The "verbal transformation" Joyce attempted was an extension of the printed word into multiple meanings like cinema. Joyce wondered if two or more sensations and meanings could exist at the same time. Theall mentions a number of theories prevalent in Joyce’s time postulating this simultaneous mixing of various senses. One was "synesthesia" or a concomitant sensation mixing senses such as sight and sound. A color might be loud. A noise might be bright. Another was "syncretism" or the combination of different forms of belief or practice. Another was "polysemous" or having multiple meanings.

Theall suggests that Joyce’s invention of his own polysemic language (epitomized in Finnegans Wake) was really an attempt to design "a way for language to cope with the problems presented by new technological possibilities for synaesthetic and coenaesthetic modes of communication and expression." The question for Joyce was really whether written language could be expanded to meet the challenge of the new technology of cinema.

Perhaps it could if a new written language was created that garnered its power from being read.
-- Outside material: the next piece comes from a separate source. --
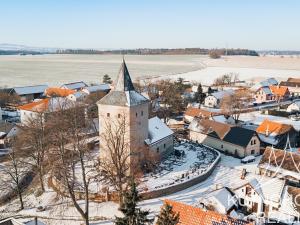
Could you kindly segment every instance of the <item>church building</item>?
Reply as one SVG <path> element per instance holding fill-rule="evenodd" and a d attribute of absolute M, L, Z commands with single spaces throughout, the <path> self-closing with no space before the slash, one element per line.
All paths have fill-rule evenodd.
<path fill-rule="evenodd" d="M 149 119 L 149 100 L 138 93 L 123 60 L 113 89 L 98 101 L 100 158 L 105 158 L 109 143 L 103 137 L 108 126 L 126 120 L 126 148 L 132 156 L 152 151 L 160 158 L 173 152 L 173 131 L 158 117 Z"/>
A visual linear media might transform into an auditory non-linear media by the act of reading it out loud.

This was a major part of the Joyce experiment in Finnegans Wake. In The Gutenberg Galaxy McLuhan associated Joyce’s project in the Wake with a return to the orality of a manuscript culture. McLuhan often recalled that Joyce never tired of explaining how in Finnegans Wake "the words the reader sees are not the words that he will hear." As with a poet like Gerard Manly Hopkins, the language of Joyce only came alive when read aloud, creating a synaesthesia or interplay of the senses. Theall notes, "For McLuhan, reading aloud meant reversing the effect of print by restoring what had been lost in a world of silent reading."
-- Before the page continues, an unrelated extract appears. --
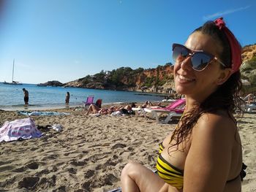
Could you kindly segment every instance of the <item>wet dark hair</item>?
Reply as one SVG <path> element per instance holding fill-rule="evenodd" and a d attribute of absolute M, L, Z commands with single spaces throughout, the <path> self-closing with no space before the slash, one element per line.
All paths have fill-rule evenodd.
<path fill-rule="evenodd" d="M 231 68 L 231 50 L 228 39 L 223 32 L 212 21 L 206 22 L 203 26 L 195 29 L 195 32 L 200 32 L 214 38 L 222 50 L 219 51 L 219 59 Z M 221 67 L 225 68 L 222 65 Z M 180 123 L 177 125 L 171 137 L 170 143 L 174 140 L 176 143 L 172 146 L 177 146 L 190 136 L 192 128 L 195 126 L 199 118 L 206 112 L 217 114 L 218 111 L 226 111 L 230 117 L 235 110 L 238 110 L 240 115 L 242 115 L 241 104 L 243 102 L 238 93 L 241 89 L 242 82 L 241 74 L 238 70 L 231 74 L 229 79 L 219 88 L 205 101 L 194 106 L 189 112 L 185 112 L 181 118 Z M 233 119 L 235 123 L 236 121 Z"/>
One could say that Joyce’s literary experiments in Finnegans Wake were put to work by McLuhan who lived and spoke the theory Joyce wrote in the Wake. One of the reasons McLuhan felt so close to Joyce might be found in the similar movement of their lives. As Umberto Eco notes in The Aesthetics of Chaosmos, Joyce’s movement was from a Catholic, Thomist position to a disordered, decentered, anarchic vision of life that characterized Ulysses and Finnegans. It had a startling similar movement to the flow of McLuhan’s life.

By the late 60s, McLuhan’s Wake inspired theories were beginning to crawl into new media forms. At Expo 1967 in Montreal, Theall notes "The overt recognition of the importance of synaesthesia and the convergence of media to the further development of extensions of cinema and other media – intermedia – was well developed" with many exhibits making specific reference to McLuhan.

With the 70s, "intermedia" evolved into what critics called "expanded cinema." The "expansion" of cinema came to increasingly involve computers and other forms of telecommunication. Virtual reality and cyberculture were the result of this evolution in the 80s and 90s.

Looking around today, in these early years of the new millennium, it seems that the new media Joyce and McLuhan worked to create has been realized in that historical condition called postmodernism. Certainly one of its effects has been a type of assault on the senses from all sides. Events, people, places, things, images, sounds come at us jumbled together so that our day world of consumer culture is similar to that night world of dream Joyce created in the Wake. Culture itself has become the new "text" that Joyce and McLuhan once wrote and spoke about.